The answer is COBRA, also known as The Consolidated Omnibus Budget Reconciliation Act of 1985. COBRA is a federal law that
ensures the continuance of your health insurance coverage for up to 18 months after the date of your employment termination. Most companies that
offer group health insurance are subject to COBRA, and certain situations can extend this coverage period up to 36 months.
Who Benefits from COBRA?
COBRA insurance protects those who have lost their jobs against losing their health insurance benefits too. COBRA is a temporary
measure designed to help individuals through this difficult time. Not every terminated employee qualifies for COBRA insurance, but all employers
know whether these rules apply to their company and their employees. Employers are required by law to notify eligible former employees of their
option to purchase health insurance through COBRA. Employers must also specify the cost for this coverage. Those receiving this notification have
up to 60 days to accept COBRA coverage.
COBRA kicks in when an eligible employee is terminated, laid off, or experiences some other type of change in his or her
employment status (such as reduced hours, or divorce from or death of the eligible employee). COBRA continues according to the schedule above, or
until the terminated employee is covered by an individual health insurance plan or another group health insurance plan.

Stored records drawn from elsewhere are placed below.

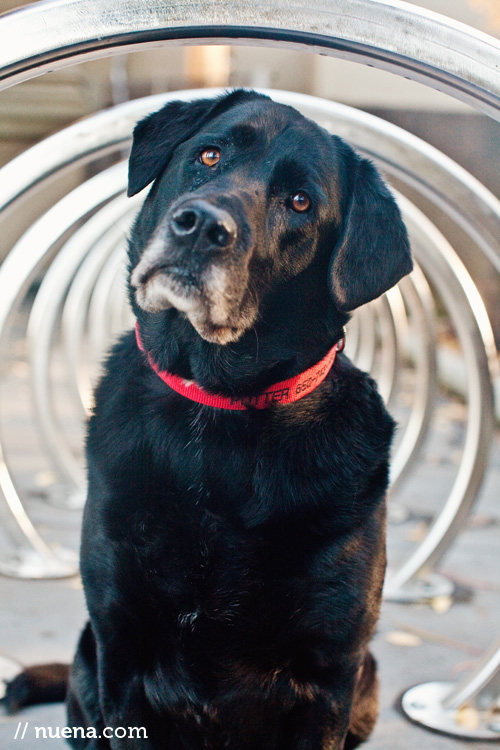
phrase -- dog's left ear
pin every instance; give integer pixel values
(373, 251)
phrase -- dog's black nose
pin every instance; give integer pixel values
(200, 220)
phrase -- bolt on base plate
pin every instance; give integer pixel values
(423, 704)
(9, 668)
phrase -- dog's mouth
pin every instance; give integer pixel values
(208, 299)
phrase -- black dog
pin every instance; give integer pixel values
(233, 545)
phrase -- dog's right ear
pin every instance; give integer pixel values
(158, 135)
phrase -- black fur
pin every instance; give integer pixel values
(233, 561)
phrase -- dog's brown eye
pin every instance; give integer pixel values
(300, 202)
(210, 156)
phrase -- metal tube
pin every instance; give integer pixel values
(388, 34)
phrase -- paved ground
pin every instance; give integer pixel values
(40, 621)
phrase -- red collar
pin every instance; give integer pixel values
(286, 391)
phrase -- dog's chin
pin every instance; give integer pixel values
(161, 293)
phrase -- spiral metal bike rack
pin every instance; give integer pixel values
(387, 34)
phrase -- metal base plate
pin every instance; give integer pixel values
(423, 704)
(26, 563)
(418, 590)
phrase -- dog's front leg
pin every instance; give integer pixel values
(322, 723)
(128, 716)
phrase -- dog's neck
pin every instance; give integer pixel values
(285, 391)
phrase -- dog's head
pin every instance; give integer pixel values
(248, 194)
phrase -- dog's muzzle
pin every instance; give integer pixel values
(202, 226)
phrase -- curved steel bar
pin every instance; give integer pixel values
(108, 298)
(466, 310)
(110, 228)
(399, 321)
(439, 705)
(33, 558)
(365, 354)
(417, 294)
(48, 301)
(388, 34)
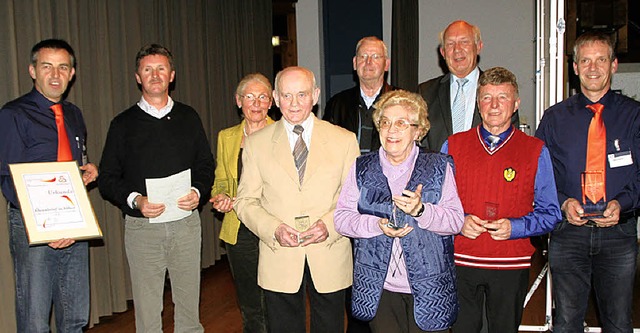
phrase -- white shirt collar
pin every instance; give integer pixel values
(307, 124)
(152, 111)
(368, 101)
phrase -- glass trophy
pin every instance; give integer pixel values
(302, 223)
(593, 186)
(397, 218)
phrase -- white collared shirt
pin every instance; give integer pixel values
(469, 90)
(307, 124)
(152, 111)
(368, 101)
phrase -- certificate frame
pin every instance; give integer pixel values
(54, 202)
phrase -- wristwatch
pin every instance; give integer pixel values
(420, 211)
(134, 203)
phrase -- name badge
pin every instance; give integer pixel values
(619, 159)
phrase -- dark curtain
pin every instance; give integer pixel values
(404, 46)
(214, 43)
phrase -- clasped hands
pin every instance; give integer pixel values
(474, 226)
(573, 211)
(188, 202)
(410, 203)
(288, 236)
(222, 203)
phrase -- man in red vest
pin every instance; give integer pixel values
(506, 185)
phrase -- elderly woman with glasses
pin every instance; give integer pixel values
(401, 207)
(253, 97)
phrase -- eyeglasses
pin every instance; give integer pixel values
(373, 57)
(251, 98)
(400, 124)
(302, 96)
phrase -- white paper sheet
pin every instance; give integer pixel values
(167, 191)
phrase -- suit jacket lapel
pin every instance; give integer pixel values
(476, 112)
(316, 149)
(445, 101)
(282, 151)
(234, 138)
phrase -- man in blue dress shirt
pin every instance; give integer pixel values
(56, 274)
(594, 251)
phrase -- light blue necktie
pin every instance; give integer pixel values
(458, 107)
(300, 152)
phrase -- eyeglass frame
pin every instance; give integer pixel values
(405, 124)
(374, 57)
(251, 98)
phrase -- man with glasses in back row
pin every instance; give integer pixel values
(352, 109)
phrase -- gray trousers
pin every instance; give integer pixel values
(152, 250)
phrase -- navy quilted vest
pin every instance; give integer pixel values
(428, 256)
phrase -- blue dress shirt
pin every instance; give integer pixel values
(546, 209)
(28, 133)
(564, 129)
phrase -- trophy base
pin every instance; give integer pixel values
(593, 211)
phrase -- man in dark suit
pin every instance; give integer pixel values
(453, 109)
(352, 109)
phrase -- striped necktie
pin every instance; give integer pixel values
(64, 148)
(458, 107)
(493, 141)
(300, 152)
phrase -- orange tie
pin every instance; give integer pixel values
(597, 150)
(64, 148)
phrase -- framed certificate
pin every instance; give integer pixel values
(54, 202)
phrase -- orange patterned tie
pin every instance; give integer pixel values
(64, 148)
(597, 150)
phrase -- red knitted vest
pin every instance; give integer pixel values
(502, 184)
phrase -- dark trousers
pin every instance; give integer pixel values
(286, 312)
(503, 293)
(354, 325)
(243, 260)
(606, 257)
(395, 314)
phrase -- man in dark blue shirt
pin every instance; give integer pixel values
(56, 274)
(594, 250)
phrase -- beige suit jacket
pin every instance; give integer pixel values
(270, 193)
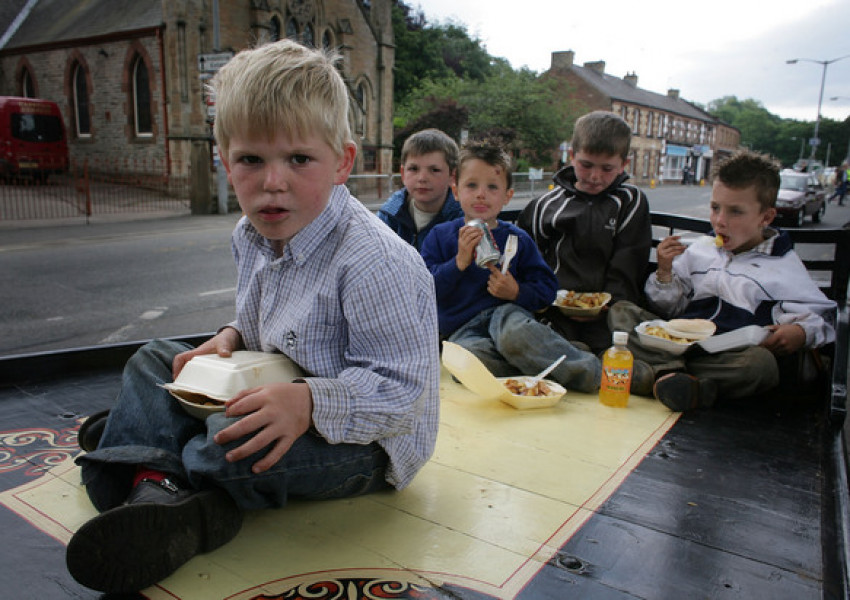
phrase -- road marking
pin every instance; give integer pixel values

Who Pays For The Insurance?
The law enables you to buy health insurance for yourself (and your family if you had family coverage while employed) at the group
rate, even though you are technically no longer part of the group. The price of coverage is high, and the former employee is responsible for
paying 100% of the cost each month, plus a 2% surcharge.

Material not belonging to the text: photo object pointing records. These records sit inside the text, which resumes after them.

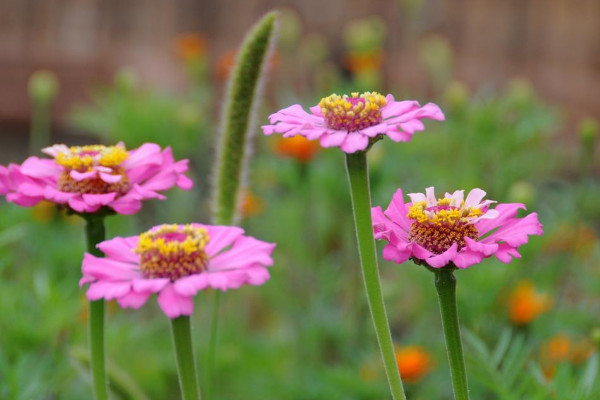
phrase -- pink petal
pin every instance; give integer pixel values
(55, 195)
(487, 249)
(245, 252)
(506, 253)
(465, 258)
(40, 168)
(103, 268)
(333, 139)
(121, 249)
(474, 197)
(107, 290)
(506, 212)
(441, 260)
(146, 154)
(397, 211)
(98, 199)
(190, 285)
(143, 285)
(173, 304)
(220, 237)
(77, 204)
(420, 252)
(80, 176)
(354, 142)
(127, 205)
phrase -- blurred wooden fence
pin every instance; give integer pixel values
(555, 43)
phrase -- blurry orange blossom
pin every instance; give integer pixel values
(525, 304)
(414, 362)
(190, 45)
(560, 348)
(297, 147)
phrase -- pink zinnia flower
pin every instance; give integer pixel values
(353, 122)
(87, 178)
(452, 229)
(175, 261)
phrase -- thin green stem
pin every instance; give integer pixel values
(445, 284)
(358, 176)
(212, 346)
(95, 234)
(184, 352)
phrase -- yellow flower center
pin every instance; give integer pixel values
(85, 159)
(82, 158)
(354, 112)
(173, 251)
(437, 228)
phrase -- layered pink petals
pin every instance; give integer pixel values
(500, 231)
(401, 119)
(235, 260)
(149, 169)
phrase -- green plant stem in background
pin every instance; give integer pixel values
(184, 352)
(358, 177)
(445, 284)
(212, 345)
(237, 126)
(95, 234)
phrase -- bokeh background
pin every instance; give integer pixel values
(518, 81)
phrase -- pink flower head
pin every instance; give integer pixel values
(452, 230)
(87, 178)
(353, 122)
(175, 261)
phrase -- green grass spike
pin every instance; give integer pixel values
(238, 122)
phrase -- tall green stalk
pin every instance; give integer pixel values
(358, 177)
(95, 233)
(184, 352)
(445, 284)
(238, 124)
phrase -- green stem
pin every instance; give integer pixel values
(212, 346)
(358, 176)
(95, 234)
(445, 284)
(184, 351)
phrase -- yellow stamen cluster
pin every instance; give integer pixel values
(354, 112)
(443, 216)
(173, 251)
(82, 158)
(437, 228)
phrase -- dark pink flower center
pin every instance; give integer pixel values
(173, 251)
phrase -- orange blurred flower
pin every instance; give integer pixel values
(580, 240)
(560, 348)
(297, 147)
(84, 313)
(251, 204)
(190, 46)
(225, 64)
(414, 362)
(525, 304)
(357, 62)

Because COBRA extends a terminated employee's existing health insurance for a period of 18 months, those who participate in COBRA
need not worry about any changes in their benefits. Coverage itself does not change; only the person responsible for paying the monthly premium.
All family members who were covered prior to termination remain covered during the course of COBRA as well. In fact, the only way coverage can
change is if the employer changes the health insurance plan offered to its current employees.
COBRA Is Only Temporary
The important thing to keep in mind about COBRA is that it is intended to be used as a temporary measure. It guarantees you won't
be without health insurance for 18 months. Once that period expires, you will find yourself without health insurance if you have not secured it
otherwise, either from a new employer or by obtaining an individual health insurance plan.
It is in your best interest to find new health insurance as soon as possible, because life is unpredictable. You never want to
find yourself in a situation where you detect for the first time a serious medical condition (such as cancer) while covered under COBRA. Such a
situation could cause you to become uninsurable when your COBRA coverage expires, because you've now developed a "pre-existing condition."